Divorce and moving house are right up there, on the highest levels of the stress scale. Feelings of grief and loss, emptiness, failure, misery, disappointment and distress can lead to substance abuse, depression, job loss, and damage to other relationships.
Negative emotions result from needs being unmet. In an attempt to deal with these unmet needs, competitive action is stimulated. This often takes the form of a grapple over whatever remains of the relationship - property and finance, even the kids.
Traditionally divorce lawyers were engaged. Seen as the experts in a minefield, their knowledge and advice of rights and responsibilities is invaluable. To protect bruised emotions, they have provided distance from direct confrontation with a former spouse, but are parties looking for a guide dog or a guard dog?
Family lawyers advise their clients about their rights and then encourage them to try mediation, or Family Dispute Resolution rather than litigate wherever possible.
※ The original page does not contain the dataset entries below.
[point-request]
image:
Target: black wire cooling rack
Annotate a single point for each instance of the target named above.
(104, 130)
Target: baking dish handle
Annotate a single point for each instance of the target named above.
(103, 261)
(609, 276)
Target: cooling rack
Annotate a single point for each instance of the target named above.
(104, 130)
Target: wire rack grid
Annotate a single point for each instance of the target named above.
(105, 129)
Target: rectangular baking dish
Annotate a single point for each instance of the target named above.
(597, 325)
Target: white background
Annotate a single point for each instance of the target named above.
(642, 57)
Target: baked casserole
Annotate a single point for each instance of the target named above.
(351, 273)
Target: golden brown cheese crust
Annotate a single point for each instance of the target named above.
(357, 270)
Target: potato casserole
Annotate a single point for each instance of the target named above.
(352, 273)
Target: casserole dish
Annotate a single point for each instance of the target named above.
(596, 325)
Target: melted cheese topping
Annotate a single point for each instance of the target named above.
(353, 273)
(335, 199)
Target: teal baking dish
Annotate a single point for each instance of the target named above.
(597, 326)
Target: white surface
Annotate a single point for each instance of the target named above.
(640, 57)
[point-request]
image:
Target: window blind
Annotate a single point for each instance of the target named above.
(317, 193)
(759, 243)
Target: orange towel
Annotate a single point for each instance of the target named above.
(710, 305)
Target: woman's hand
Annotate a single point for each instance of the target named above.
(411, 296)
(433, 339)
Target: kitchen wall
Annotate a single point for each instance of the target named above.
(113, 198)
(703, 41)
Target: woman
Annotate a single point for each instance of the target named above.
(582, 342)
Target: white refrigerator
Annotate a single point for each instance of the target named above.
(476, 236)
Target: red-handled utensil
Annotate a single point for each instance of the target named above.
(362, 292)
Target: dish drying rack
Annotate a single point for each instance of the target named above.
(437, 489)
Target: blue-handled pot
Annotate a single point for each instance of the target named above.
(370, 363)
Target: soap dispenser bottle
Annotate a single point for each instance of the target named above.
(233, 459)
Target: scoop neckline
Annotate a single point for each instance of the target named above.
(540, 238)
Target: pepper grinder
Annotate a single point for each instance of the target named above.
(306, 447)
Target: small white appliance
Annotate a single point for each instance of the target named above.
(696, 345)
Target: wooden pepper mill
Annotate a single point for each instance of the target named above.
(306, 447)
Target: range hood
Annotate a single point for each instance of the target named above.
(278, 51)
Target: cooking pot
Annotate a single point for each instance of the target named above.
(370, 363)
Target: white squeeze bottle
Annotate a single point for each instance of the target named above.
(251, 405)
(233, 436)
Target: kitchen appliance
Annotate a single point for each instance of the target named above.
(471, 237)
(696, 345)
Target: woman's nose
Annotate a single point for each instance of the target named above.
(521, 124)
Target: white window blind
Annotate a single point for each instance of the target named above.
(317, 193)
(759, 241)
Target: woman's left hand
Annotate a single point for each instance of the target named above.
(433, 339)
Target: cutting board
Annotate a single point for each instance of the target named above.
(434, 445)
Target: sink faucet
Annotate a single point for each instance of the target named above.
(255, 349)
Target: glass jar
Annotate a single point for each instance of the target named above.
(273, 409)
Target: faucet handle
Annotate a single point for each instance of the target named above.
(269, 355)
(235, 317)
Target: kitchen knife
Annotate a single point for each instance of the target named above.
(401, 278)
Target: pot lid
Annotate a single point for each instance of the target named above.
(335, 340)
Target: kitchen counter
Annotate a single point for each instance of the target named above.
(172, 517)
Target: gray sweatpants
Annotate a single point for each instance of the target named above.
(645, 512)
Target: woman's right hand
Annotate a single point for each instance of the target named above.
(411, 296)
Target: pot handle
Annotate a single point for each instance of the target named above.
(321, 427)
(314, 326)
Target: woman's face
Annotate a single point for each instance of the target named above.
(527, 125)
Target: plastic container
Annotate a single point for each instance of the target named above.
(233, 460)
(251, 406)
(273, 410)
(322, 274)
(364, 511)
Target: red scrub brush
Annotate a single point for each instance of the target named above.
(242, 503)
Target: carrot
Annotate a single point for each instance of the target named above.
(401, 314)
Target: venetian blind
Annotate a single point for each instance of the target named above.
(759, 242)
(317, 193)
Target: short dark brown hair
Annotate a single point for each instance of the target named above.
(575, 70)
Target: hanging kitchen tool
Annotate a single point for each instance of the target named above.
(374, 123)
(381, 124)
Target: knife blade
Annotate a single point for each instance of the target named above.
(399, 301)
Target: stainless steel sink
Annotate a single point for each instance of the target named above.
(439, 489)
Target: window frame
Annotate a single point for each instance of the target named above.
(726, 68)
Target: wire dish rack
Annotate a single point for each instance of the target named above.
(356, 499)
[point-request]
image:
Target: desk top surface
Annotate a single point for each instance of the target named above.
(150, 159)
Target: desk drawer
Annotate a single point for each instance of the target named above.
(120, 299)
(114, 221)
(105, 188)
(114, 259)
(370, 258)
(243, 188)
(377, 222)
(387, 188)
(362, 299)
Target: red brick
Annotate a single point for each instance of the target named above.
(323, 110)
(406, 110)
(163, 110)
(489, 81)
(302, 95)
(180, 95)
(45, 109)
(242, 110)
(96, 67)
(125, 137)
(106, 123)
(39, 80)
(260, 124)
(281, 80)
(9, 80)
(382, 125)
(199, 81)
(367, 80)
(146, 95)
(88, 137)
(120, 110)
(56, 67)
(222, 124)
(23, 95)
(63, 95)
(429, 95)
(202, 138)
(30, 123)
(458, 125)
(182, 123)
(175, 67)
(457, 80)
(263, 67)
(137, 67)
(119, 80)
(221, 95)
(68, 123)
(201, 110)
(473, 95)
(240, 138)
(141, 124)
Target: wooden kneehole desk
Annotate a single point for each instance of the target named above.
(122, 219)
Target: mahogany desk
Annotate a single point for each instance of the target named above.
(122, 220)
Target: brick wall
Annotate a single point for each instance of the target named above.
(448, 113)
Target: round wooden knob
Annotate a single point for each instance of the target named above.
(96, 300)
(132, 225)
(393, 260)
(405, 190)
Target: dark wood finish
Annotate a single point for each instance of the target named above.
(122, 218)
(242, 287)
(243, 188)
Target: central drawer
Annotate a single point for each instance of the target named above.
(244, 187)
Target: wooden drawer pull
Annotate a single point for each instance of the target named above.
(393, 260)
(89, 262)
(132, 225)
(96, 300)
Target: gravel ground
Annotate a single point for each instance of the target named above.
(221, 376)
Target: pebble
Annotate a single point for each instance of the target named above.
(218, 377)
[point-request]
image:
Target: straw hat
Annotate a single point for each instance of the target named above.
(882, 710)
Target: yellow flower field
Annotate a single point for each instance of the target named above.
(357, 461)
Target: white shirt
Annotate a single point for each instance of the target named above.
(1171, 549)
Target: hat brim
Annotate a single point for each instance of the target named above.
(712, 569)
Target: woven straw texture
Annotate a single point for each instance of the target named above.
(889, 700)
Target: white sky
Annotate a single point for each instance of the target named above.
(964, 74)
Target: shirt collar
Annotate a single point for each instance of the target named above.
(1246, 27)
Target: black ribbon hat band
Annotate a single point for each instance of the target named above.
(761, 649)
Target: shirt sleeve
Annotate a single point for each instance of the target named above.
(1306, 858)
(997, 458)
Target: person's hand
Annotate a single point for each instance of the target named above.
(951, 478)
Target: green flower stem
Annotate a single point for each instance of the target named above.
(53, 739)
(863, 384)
Lawyers are highly valued for their advice, and are available to represent in court when absolutely necessary for those whose conflict is so highly entrenched that mediation is no longer appropriate, or where current violence or abuse is prevalent. They are trained in an adversarial system, and it is their job to elicit, and fight if necessary for the very best "deal" for their client.
Litigation is not appropriate for those parties who desire or may have agreed to remain amicable, because unreasonable letters of demand from lawyers begin to arrive. Appalled and disbelieving at the intimidating language and unjust demands, a shocked ex-spouse may feel they are being left with little choice but to retaliate. The battle has begun.
So convinced are some parties, that the smartest and most expensive lawyer is going to get them what they want, and so sure are they that they are "right" and persuaded of their "rights" that they are often blinded to the reality that in every court battle someone loses. Court, unfortunately is not about fairness, or even about justice. It is about applying the letter of the law. A complete stranger imposes his or her decisions and very often neither party is pleased with the outcome. Appeals just add to the horrendous expense and stress, and only serve to extend the fight, into poverty. For people with children, this is downright scandalous.
Court can cost separating parties more than $10,000 a day per party, and can easily take a week. This is a sickening amount to come out of their combined property and finances that they are trying so hard to keep. How can anyone be declared a winner in that type of bloodbath?
Fortunately the Federal Government has legislated reforms that have changed the way divorcing couples are settling their affairs, whilst protecting their needs and interests. Except for urgent cases, or where violence is prevalent, Family Dispute Resolution is now compulsory for parenting issues before couples are allowed to file in court. A (s)60i Certificate issued by Accredited Family Dispute Resolution Practitioners is required, and will indicate whether parties have made a genuine effort. Those who do not make a genuine effort may be liable for the other party's legal costs, and may be ordered by the court, back to mediation. See our Compulsory Mediation page for more details.
Mediation, or Family Dispute Resolution as it is now known when children's issues are involved, is utilised to help parties negotiate and make vital agreements, without the need to go to court. Through highly trained, professional practitioners parties are encouraged through a highly structured process to make agreements about property and finance, communication and parenting issues. Written agreements can be made legally binding if required.